Tax practitioners advising taxpayers about the Voluntary Disclosure initiative for foreign accounts and entities in should be able to easily advise them of the immediate costs of entering the initiative as compared to worst case. (For facets of the matters that should be considered, see the past "Get in Line Brother" blogs here and for IRS documents related to the Voluntary Disclosure Initiative see here.) Practitioners should also consider the following (although this is by no means an exhaustive list):
1. The length that the civil and criminal statutes of limitation remain open if taxpayers decide to hunker down and not join the initiative. The criminal statutes of limitation are 6 years for the tax crimes and 5 years for the FBAR crimes. Thus, taxpayers not entering the program during this initiative (which expires 9/23/09) are not out of the woods for a significant time.

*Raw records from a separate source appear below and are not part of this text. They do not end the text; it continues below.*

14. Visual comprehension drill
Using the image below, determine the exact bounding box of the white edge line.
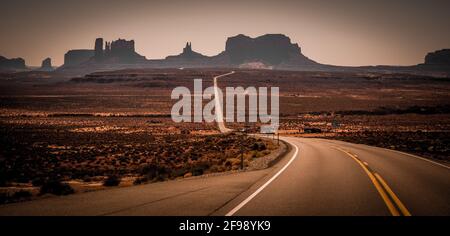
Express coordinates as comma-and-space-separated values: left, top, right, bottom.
380, 147, 450, 170
225, 140, 299, 216
327, 139, 449, 170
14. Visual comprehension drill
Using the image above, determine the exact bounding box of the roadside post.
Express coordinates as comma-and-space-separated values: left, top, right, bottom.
240, 145, 244, 170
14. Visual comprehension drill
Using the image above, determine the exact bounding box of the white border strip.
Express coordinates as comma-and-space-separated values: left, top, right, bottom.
225, 140, 299, 216
324, 139, 449, 170
380, 147, 450, 170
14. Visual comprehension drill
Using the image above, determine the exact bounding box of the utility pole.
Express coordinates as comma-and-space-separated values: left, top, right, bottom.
240, 134, 244, 170
240, 146, 244, 170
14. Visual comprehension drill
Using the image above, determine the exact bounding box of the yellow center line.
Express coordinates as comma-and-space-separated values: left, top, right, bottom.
332, 147, 410, 216
374, 173, 412, 216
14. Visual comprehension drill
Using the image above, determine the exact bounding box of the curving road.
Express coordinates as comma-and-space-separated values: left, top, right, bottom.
0, 71, 448, 216
219, 137, 450, 216
0, 137, 448, 216
214, 71, 450, 216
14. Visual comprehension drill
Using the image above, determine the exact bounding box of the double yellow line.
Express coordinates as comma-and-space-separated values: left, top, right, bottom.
334, 147, 411, 216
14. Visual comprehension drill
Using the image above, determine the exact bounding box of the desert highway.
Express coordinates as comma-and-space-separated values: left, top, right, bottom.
0, 137, 448, 216
0, 72, 449, 216
222, 137, 450, 216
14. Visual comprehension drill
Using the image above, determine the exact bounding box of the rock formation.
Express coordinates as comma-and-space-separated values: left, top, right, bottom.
59, 38, 146, 75
54, 34, 450, 76
224, 34, 316, 66
64, 49, 94, 66
424, 49, 450, 65
0, 55, 26, 70
97, 38, 146, 63
59, 34, 328, 75
183, 42, 192, 54
105, 41, 111, 54
94, 38, 104, 59
166, 42, 208, 60
39, 57, 53, 71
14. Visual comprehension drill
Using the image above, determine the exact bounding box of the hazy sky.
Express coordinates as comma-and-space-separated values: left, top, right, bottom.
1, 0, 449, 66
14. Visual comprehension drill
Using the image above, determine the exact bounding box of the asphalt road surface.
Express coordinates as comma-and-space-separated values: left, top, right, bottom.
222, 137, 450, 216
0, 137, 448, 216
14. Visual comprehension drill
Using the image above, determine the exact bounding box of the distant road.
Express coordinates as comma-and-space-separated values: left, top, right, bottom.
213, 71, 234, 133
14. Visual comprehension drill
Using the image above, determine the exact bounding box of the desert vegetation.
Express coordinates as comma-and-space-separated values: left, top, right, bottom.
0, 117, 275, 186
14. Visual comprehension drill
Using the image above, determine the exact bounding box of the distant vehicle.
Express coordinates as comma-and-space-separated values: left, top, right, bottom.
303, 127, 322, 133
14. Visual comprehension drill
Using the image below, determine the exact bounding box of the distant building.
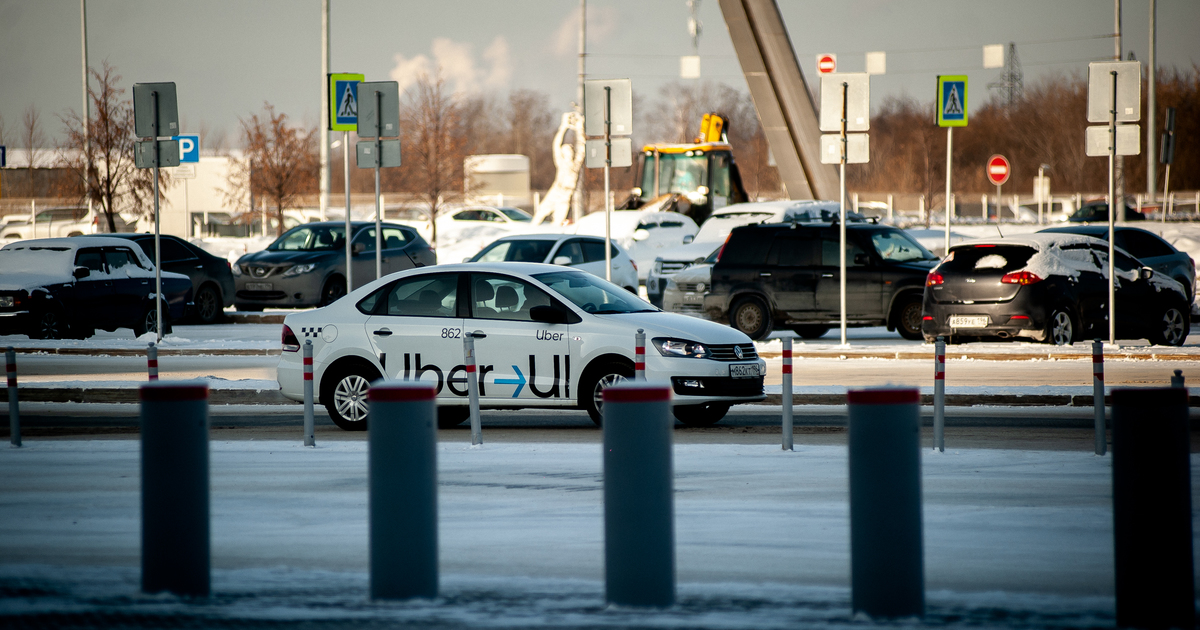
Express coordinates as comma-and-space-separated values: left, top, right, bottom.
464, 154, 531, 208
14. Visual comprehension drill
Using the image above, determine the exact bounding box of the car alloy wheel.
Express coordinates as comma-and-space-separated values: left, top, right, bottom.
731, 296, 772, 340
332, 373, 371, 427
194, 285, 222, 324
895, 296, 924, 341
582, 362, 633, 426
35, 310, 65, 340
1046, 309, 1073, 346
1156, 307, 1188, 346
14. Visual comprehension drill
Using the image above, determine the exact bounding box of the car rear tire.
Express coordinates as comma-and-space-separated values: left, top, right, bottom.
790, 325, 830, 339
30, 308, 67, 340
893, 296, 925, 341
193, 284, 223, 325
730, 295, 772, 340
673, 403, 730, 426
322, 361, 382, 431
320, 276, 347, 306
133, 305, 170, 337
1150, 305, 1189, 346
1044, 307, 1075, 346
437, 406, 470, 428
581, 361, 634, 426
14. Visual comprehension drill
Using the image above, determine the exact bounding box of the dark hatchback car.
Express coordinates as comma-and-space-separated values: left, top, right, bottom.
233, 221, 435, 311
84, 233, 235, 324
705, 221, 939, 340
922, 234, 1189, 346
1068, 200, 1144, 223
1038, 225, 1195, 301
0, 237, 192, 339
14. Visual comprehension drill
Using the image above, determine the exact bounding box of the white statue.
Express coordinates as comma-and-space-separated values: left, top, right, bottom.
532, 111, 585, 225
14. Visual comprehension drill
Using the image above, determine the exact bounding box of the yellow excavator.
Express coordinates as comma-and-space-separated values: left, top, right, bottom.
621, 113, 749, 225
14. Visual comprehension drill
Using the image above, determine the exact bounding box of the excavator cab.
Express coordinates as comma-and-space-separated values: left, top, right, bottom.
625, 114, 748, 225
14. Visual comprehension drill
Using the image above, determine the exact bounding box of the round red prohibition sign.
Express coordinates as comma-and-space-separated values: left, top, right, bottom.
818, 54, 836, 74
986, 154, 1011, 186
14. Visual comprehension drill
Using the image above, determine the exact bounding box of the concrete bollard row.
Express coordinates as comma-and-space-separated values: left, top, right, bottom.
932, 337, 945, 452
782, 336, 793, 451
140, 381, 210, 596
1092, 339, 1105, 456
146, 342, 158, 381
7, 346, 19, 447
368, 381, 439, 600
634, 328, 646, 381
464, 332, 485, 446
602, 382, 675, 608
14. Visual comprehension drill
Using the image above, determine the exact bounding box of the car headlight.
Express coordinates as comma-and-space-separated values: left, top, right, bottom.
652, 337, 709, 358
282, 263, 317, 277
664, 278, 677, 291
0, 296, 13, 308
231, 264, 243, 276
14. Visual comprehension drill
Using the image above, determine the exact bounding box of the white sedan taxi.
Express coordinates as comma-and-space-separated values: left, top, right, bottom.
277, 262, 765, 430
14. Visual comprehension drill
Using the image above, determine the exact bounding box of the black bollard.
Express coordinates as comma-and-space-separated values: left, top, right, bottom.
1111, 387, 1194, 629
368, 381, 439, 600
140, 382, 210, 596
848, 388, 924, 619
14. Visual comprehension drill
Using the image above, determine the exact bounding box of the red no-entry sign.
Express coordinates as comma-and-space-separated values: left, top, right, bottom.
986, 154, 1011, 186
817, 54, 837, 74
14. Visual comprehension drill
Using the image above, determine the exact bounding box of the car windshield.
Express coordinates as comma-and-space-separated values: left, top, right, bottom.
640, 153, 708, 196
497, 207, 532, 222
0, 246, 72, 275
534, 270, 657, 314
267, 225, 346, 252
870, 230, 936, 263
472, 239, 557, 263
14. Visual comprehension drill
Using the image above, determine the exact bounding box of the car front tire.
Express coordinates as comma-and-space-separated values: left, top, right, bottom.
673, 402, 730, 426
730, 295, 773, 340
1044, 307, 1075, 346
1150, 305, 1189, 346
893, 295, 925, 341
581, 361, 633, 426
193, 284, 223, 325
322, 361, 382, 431
30, 308, 67, 340
133, 305, 170, 337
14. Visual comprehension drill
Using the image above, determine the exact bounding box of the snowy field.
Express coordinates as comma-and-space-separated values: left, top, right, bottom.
1, 439, 1196, 628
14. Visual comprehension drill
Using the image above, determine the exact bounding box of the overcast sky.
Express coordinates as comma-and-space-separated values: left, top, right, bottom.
1, 0, 1198, 148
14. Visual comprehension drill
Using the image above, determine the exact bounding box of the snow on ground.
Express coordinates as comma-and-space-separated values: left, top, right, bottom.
5, 439, 1194, 628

2. The criminal statutes of limitation can be extended in certain ways that may not be intuitive to taxpayers but should be to their practitioners. If more than one person is involved in hiding the money (as is usually the case (e.g., the foreign enablers, such as bankers)), their actions in furtherance of that conspiracy can refresh the original criminal statute of limitations. I have discussed a facet of this phenomenon here and, within the next few days should be able to post a more refined article being published in Tax Notes. Indeed, for foreign accounts containing the proceeds of "specified unlawful activity," ("SUA"), certain future actions including the mere failure to file the FBAR report could draw a whopping 20 year criminal penalty and a fine of $500,000. 18 U.S.C. § 1956(a)(1) (and the fine may be even more under 18 U.S.C. § 3571 (sometimes referred to as the Criminal Fine Enforcement Act of 1984 (P.L. 98-596) (“CFEA”)). Even worse, since most of the clients we represent would not be dealing with proceeds of SUA, Congress just this year considered a proposal that would have expanded § 1956(b)(1) -- transportation money laundering -- to include transfers into or out of the United States with the intent to promote SUA or "engage in conduct constituting a violation of section 7201 or 7206" of the Code. Those latter sections, of course, are tax evasion and tax perjury. This proposal, promoted by the Department of Justice and passed by the Senate, was apparently dropped out of the House version and thus out of the final enactment that was signed into law. I have not yet heard precisely why the House dropped the provision, since it passed the Senate easily. So, it may be just a deferral for further consideration. I have heard that Senator Grassley has said that he will promote the proposal "at every opportunity." The prospect of this type of legislation is scary indeed and could well make any movement or use of foreign bank account proceeds -- even from legal activity -- a separate money laundering act with draconian penalties. Taxpayers coming clean under the program now need not face this uncertain risk in the future and can make these funds "visible" and far more useful immediately.
3. Even apart from the money laundering provisions, failing to file the FBARs in the future (commencing on the next due date of 6/30/2009 for the year 2008) and failing to correctly answer the foreign bank account question on schedule B is not a viable alternative, for each are independent crimes. By performing both of those legally required acts, the taxpayer will be increasing the odds of the IRS discovering his or her past sins (crimes) and lowering the boom with significant criminal penalties and draconian civil penalties. Thus, the taxpayer just wanting to fade the heat for the past crimes by not joining the program, is between a rock and a hard place because he or she is on a treadmill that he or she can't easily get off.
4. In this regard, practitioners should consider and advise taxpayers accordingly that among the President's legislative proposals likely to be enacted (effective beginning on 12/31 of the year of enactment) are two proposals related to foreign accounts. First, the foreign bank account information must be included with the tax return, in addition to filing the FBAR as usual. Failure to provide the information on the return will subject the taxpayer to title 31 criminal and civil penalties in addition to the usual criminal tax provisions. Second, a rebuttable presumption is created that a foreign bank account has enough money to require an FBAR filing. This presumption is for civil administrative and judicial proceedings only; it does not apply in criminal proceedings where the Government would be required to show that critical fact beyond a reasonable doubt. (It is unclear to me that the negative presumption means anything in the context of the draconian 50% ad valorem penalty where establishing the amount in the account is necessary for its application.)
5. Practitioners should caution taxpayers to keep in mind the IRS Whistleblower program. The program was relatively informal for a while but now, at least for significant tax, penalties and interest operates under § 7623. Whistleblowers are given substantial incentives to turn in taxpayers. Whistleblowers received from 15% to 30% of the taxes, penalties and interest collected. It is not clear that the "reward" includes the FBAR penalties which can be a major part of the recoveries from a taxpayer or whether the powers that be could be persuaded to negotiate such a reward. Nevertheless, these penalties even just for the income taxes, penalties and interest can substantially incentivize persons to turn over information. It is not clear whether the IRS will walk away from sources such as, say, customer lists from an offshore banker who decides to monetize the information despite violation of foreign law (which he may be able to avoid in some way).